Authorization Gets Real

Six SEPs in this RC align MCP’s authorization model with OAuth 2.1 and OpenID Connect. The most immediate action item is iss parameter validation per RFC 9207: future clients will reject authorization responses that omit iss, so if your authorization server does not supply it today, start there. Clients also now declare application_type during Dynamic Client Registration, which fixes the persistent problem where an auth server defaults a desktop or CLI client to “web” and rejects its localhost redirect URI.

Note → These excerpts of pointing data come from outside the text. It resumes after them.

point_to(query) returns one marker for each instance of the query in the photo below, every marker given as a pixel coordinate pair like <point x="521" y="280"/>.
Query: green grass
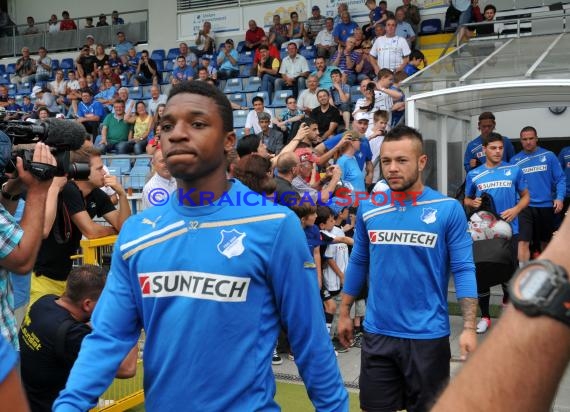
<point x="292" y="398"/>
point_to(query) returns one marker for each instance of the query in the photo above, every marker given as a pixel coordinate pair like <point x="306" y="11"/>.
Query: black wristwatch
<point x="541" y="287"/>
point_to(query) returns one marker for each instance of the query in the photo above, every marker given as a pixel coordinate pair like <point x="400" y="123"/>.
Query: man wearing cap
<point x="308" y="183"/>
<point x="270" y="136"/>
<point x="123" y="45"/>
<point x="315" y="24"/>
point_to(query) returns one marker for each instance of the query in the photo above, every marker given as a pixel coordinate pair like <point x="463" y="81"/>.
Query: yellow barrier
<point x="122" y="394"/>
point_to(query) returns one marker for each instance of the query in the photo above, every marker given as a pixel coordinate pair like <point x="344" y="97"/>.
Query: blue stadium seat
<point x="233" y="86"/>
<point x="280" y="97"/>
<point x="239" y="118"/>
<point x="245" y="58"/>
<point x="253" y="84"/>
<point x="158" y="55"/>
<point x="173" y="53"/>
<point x="309" y="52"/>
<point x="135" y="92"/>
<point x="66" y="64"/>
<point x="430" y="26"/>
<point x="238" y="98"/>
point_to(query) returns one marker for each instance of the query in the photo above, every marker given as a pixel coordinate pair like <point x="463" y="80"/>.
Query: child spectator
<point x="340" y="95"/>
<point x="416" y="59"/>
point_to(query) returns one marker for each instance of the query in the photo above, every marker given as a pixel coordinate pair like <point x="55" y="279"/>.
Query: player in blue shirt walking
<point x="507" y="187"/>
<point x="408" y="250"/>
<point x="211" y="284"/>
<point x="474" y="153"/>
<point x="547" y="187"/>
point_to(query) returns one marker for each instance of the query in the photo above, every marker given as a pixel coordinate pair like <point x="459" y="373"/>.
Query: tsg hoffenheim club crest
<point x="231" y="243"/>
<point x="428" y="215"/>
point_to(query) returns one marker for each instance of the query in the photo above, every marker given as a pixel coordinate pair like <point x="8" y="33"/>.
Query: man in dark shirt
<point x="51" y="336"/>
<point x="70" y="207"/>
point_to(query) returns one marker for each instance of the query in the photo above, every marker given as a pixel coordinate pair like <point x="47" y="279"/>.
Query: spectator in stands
<point x="296" y="30"/>
<point x="156" y="99"/>
<point x="66" y="23"/>
<point x="161" y="179"/>
<point x="294" y="70"/>
<point x="43" y="66"/>
<point x="277" y="32"/>
<point x="44" y="98"/>
<point x="147" y="71"/>
<point x="324" y="41"/>
<point x="212" y="71"/>
<point x="308" y="100"/>
<point x="367" y="67"/>
<point x="341" y="8"/>
<point x="227" y="61"/>
<point x="340" y="95"/>
<point x="327" y="116"/>
<point x="391" y="51"/>
<point x="52" y="334"/>
<point x="375" y="16"/>
<point x="115" y="19"/>
<point x="142" y="126"/>
<point x="58" y="87"/>
<point x="53" y="24"/>
<point x="107" y="94"/>
<point x="346" y="59"/>
<point x="206" y="41"/>
<point x="107" y="73"/>
<point x="31" y="29"/>
<point x="474" y="154"/>
<point x="182" y="72"/>
<point x="253" y="36"/>
<point x="85" y="62"/>
<point x="323" y="73"/>
<point x="123" y="45"/>
<point x="90" y="112"/>
<point x="116" y="132"/>
<point x="102" y="21"/>
<point x="314" y="25"/>
<point x="184" y="50"/>
<point x="403" y="28"/>
<point x="267" y="70"/>
<point x="25" y="68"/>
<point x="252" y="121"/>
<point x="100" y="58"/>
<point x="547" y="187"/>
<point x="88" y="23"/>
<point x="344" y="29"/>
<point x="270" y="136"/>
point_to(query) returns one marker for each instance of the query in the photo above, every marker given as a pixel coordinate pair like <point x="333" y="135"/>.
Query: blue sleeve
<point x="509" y="149"/>
<point x="467" y="157"/>
<point x="559" y="177"/>
<point x="470" y="189"/>
<point x="116" y="328"/>
<point x="294" y="280"/>
<point x="332" y="141"/>
<point x="460" y="248"/>
<point x="355" y="275"/>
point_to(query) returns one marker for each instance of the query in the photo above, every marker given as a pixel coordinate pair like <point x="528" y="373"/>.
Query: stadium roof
<point x="496" y="75"/>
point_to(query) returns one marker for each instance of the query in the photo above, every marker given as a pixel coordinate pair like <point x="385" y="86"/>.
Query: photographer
<point x="19" y="244"/>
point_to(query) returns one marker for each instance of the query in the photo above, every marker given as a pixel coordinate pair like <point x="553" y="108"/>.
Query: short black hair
<point x="207" y="90"/>
<point x="247" y="145"/>
<point x="493" y="137"/>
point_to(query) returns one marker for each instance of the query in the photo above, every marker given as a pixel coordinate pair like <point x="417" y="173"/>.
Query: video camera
<point x="61" y="136"/>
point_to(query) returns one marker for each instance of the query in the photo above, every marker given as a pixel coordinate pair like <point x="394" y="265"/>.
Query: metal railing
<point x="135" y="29"/>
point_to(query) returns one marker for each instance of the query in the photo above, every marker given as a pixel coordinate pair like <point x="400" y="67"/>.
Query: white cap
<point x="361" y="116"/>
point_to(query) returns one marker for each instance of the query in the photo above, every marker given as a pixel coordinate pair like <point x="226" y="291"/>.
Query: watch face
<point x="535" y="284"/>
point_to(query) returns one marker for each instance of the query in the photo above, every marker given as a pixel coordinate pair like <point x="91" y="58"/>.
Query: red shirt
<point x="254" y="36"/>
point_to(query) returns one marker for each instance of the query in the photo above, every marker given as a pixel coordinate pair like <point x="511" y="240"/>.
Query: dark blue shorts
<point x="397" y="374"/>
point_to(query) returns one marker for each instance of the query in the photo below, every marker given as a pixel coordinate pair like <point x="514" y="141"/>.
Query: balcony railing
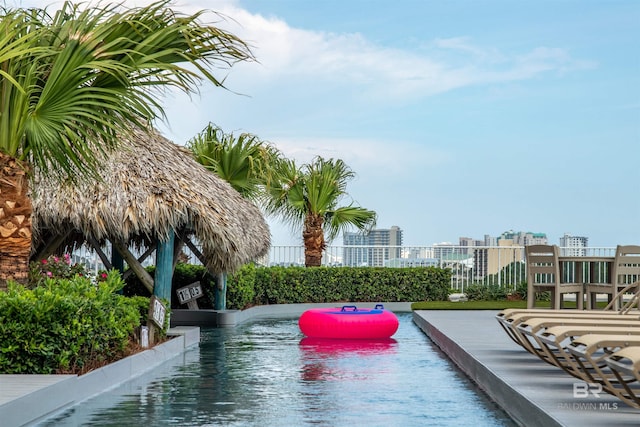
<point x="501" y="266"/>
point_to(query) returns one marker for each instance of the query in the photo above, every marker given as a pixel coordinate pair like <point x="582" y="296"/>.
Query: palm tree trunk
<point x="313" y="237"/>
<point x="15" y="221"/>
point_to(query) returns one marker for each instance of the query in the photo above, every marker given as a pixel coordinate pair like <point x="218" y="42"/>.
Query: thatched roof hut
<point x="150" y="188"/>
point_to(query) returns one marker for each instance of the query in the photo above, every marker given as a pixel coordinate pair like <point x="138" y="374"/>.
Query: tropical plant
<point x="71" y="83"/>
<point x="308" y="197"/>
<point x="245" y="161"/>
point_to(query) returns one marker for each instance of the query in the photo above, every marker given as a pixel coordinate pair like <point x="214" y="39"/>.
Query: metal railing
<point x="502" y="266"/>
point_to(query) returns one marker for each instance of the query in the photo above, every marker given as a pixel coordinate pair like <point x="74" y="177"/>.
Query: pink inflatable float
<point x="349" y="322"/>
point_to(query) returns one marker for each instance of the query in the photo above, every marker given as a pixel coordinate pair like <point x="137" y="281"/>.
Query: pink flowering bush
<point x="54" y="267"/>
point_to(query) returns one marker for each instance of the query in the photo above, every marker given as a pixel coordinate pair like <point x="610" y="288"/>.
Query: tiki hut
<point x="151" y="192"/>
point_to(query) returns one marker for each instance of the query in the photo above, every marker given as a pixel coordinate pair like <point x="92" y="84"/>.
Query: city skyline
<point x="458" y="117"/>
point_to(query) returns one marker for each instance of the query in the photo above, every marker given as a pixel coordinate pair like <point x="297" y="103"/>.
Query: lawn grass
<point x="485" y="305"/>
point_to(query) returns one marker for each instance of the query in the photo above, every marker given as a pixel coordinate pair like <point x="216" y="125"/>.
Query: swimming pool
<point x="265" y="373"/>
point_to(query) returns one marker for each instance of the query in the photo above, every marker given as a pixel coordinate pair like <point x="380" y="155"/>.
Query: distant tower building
<point x="573" y="245"/>
<point x="524" y="238"/>
<point x="466" y="242"/>
<point x="380" y="245"/>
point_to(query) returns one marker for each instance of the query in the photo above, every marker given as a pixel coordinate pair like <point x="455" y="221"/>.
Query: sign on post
<point x="155" y="319"/>
<point x="189" y="294"/>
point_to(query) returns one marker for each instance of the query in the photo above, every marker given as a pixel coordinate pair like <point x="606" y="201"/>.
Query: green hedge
<point x="253" y="285"/>
<point x="65" y="325"/>
<point x="285" y="285"/>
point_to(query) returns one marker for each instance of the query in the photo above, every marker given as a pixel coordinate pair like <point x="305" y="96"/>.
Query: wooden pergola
<point x="151" y="194"/>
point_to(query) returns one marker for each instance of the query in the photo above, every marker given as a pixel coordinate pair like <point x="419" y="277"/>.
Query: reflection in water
<point x="319" y="356"/>
<point x="265" y="373"/>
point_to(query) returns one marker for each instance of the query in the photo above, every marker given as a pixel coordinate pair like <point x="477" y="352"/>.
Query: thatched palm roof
<point x="150" y="187"/>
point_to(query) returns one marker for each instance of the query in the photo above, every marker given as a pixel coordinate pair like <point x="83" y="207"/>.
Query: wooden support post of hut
<point x="164" y="268"/>
<point x="221" y="292"/>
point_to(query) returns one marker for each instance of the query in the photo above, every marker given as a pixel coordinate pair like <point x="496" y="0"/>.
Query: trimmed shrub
<point x="65" y="325"/>
<point x="286" y="285"/>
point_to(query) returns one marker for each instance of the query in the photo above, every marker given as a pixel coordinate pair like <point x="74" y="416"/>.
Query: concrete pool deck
<point x="531" y="391"/>
<point x="27" y="399"/>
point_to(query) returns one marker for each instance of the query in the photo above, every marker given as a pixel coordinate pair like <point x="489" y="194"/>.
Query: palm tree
<point x="71" y="82"/>
<point x="245" y="162"/>
<point x="308" y="198"/>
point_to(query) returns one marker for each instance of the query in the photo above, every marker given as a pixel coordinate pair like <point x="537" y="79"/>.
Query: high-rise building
<point x="524" y="238"/>
<point x="573" y="245"/>
<point x="380" y="245"/>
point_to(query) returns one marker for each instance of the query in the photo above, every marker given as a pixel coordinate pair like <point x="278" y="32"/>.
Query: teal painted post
<point x="164" y="268"/>
<point x="221" y="292"/>
<point x="117" y="262"/>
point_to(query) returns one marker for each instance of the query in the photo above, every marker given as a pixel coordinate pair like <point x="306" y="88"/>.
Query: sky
<point x="460" y="118"/>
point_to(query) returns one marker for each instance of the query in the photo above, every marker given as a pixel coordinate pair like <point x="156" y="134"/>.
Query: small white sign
<point x="157" y="312"/>
<point x="189" y="292"/>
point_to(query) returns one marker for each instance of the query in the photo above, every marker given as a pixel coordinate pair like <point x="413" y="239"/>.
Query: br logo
<point x="583" y="390"/>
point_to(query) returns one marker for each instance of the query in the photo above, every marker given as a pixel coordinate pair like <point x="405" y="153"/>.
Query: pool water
<point x="265" y="373"/>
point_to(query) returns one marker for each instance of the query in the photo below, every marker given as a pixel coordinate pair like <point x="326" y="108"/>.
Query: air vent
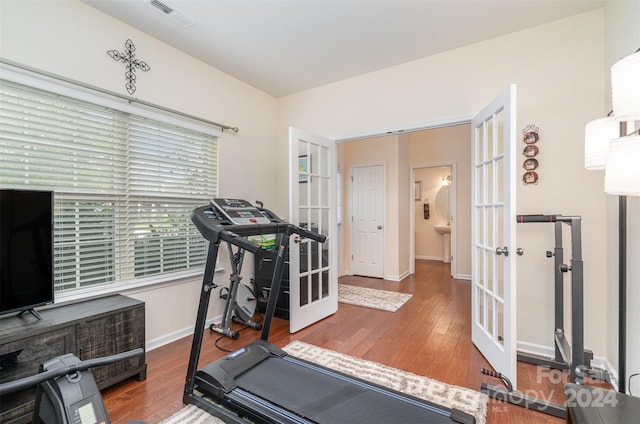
<point x="179" y="17"/>
<point x="161" y="6"/>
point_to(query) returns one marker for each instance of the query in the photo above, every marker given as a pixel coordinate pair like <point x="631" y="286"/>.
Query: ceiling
<point x="286" y="46"/>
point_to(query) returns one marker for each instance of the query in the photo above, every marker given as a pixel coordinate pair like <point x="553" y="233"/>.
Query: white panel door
<point x="367" y="220"/>
<point x="313" y="266"/>
<point x="493" y="297"/>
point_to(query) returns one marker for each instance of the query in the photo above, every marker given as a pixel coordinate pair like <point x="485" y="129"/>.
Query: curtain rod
<point x="129" y="99"/>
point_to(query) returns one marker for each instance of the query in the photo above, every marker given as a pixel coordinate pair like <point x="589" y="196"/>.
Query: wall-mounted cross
<point x="129" y="58"/>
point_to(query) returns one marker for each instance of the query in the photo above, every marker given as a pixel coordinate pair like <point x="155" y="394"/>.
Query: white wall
<point x="622" y="39"/>
<point x="71" y="39"/>
<point x="558" y="68"/>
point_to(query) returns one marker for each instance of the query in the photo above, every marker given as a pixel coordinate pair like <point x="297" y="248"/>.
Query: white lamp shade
<point x="622" y="176"/>
<point x="597" y="135"/>
<point x="625" y="88"/>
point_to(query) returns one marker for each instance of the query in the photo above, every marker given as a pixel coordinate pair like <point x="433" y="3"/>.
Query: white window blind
<point x="124" y="185"/>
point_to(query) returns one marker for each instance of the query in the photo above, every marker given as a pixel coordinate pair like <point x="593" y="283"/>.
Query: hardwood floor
<point x="430" y="335"/>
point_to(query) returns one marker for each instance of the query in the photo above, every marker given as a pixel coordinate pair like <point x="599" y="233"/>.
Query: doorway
<point x="428" y="146"/>
<point x="434" y="213"/>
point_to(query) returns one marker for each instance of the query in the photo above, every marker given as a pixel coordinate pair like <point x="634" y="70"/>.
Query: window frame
<point x="81" y="93"/>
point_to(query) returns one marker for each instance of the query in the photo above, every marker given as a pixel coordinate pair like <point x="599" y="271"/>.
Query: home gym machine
<point x="240" y="302"/>
<point x="66" y="391"/>
<point x="262" y="383"/>
<point x="569" y="356"/>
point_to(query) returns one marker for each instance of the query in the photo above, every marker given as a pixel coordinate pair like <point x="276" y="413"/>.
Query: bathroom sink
<point x="442" y="229"/>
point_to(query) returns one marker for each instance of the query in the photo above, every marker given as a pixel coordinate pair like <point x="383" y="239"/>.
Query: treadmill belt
<point x="328" y="399"/>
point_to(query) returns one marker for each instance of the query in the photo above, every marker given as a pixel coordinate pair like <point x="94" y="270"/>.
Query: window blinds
<point x="124" y="185"/>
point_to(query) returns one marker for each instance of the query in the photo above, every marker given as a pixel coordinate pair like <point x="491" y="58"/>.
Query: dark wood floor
<point x="430" y="335"/>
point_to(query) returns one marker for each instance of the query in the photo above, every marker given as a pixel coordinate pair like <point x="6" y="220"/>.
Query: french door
<point x="493" y="297"/>
<point x="313" y="266"/>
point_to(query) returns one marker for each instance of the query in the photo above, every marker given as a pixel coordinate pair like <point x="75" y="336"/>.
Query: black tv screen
<point x="26" y="249"/>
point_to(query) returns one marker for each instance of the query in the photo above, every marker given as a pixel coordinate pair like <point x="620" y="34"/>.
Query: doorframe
<point x="449" y="121"/>
<point x="384" y="212"/>
<point x="453" y="211"/>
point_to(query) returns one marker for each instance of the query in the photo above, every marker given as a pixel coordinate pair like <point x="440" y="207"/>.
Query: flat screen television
<point x="26" y="250"/>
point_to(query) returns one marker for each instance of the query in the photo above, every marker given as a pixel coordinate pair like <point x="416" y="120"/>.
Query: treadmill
<point x="262" y="383"/>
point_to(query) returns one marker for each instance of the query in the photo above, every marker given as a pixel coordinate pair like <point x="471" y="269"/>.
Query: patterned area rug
<point x="372" y="298"/>
<point x="467" y="400"/>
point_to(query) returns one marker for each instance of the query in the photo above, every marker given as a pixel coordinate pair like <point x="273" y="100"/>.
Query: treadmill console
<point x="239" y="211"/>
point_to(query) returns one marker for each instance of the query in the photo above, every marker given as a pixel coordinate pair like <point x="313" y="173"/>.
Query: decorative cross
<point x="129" y="58"/>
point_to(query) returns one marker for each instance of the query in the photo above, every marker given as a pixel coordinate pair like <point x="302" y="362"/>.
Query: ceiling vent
<point x="164" y="8"/>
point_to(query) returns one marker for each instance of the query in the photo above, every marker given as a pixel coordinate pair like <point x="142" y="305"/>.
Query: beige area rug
<point x="372" y="298"/>
<point x="467" y="400"/>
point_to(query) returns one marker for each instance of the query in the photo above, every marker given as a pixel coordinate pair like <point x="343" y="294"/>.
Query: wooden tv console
<point x="88" y="329"/>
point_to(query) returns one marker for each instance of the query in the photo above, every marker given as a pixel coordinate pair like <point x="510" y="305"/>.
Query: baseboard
<point x="598" y="362"/>
<point x="430" y="258"/>
<point x="176" y="335"/>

For the first time, MCP has a formal deprecation policy: a minimum 12-month window between deprecation and removal, guaranteed by SEP-2596. Enterprise teams can finally plan migrations without guessing when the protocol will change under them.

What to Do This Week

The December 2025 transport future post previewed all of this; the RC is the delivery. For most teams, the action items are straightforward:

  1. Read the full RC announcement and identify which features you use that are changing
  2. Check your SDK release notes — Tier 1 SDKs have the 10-week window to ship support
  3. Audit your transport code for the initialize handshake and Mcp-Session-Id usage
  4. Start supplying the iss parameter in authorization responses if you are not already
  5. Leave roots, sampling, and logging alone until your SDK guides you through the migration

The stateless change is good engineering. Load balancer pain was real, and the architectural fix is the right call. The ten-week SDK window exists so that by July 28, your SDK does the heavy lifting — not you.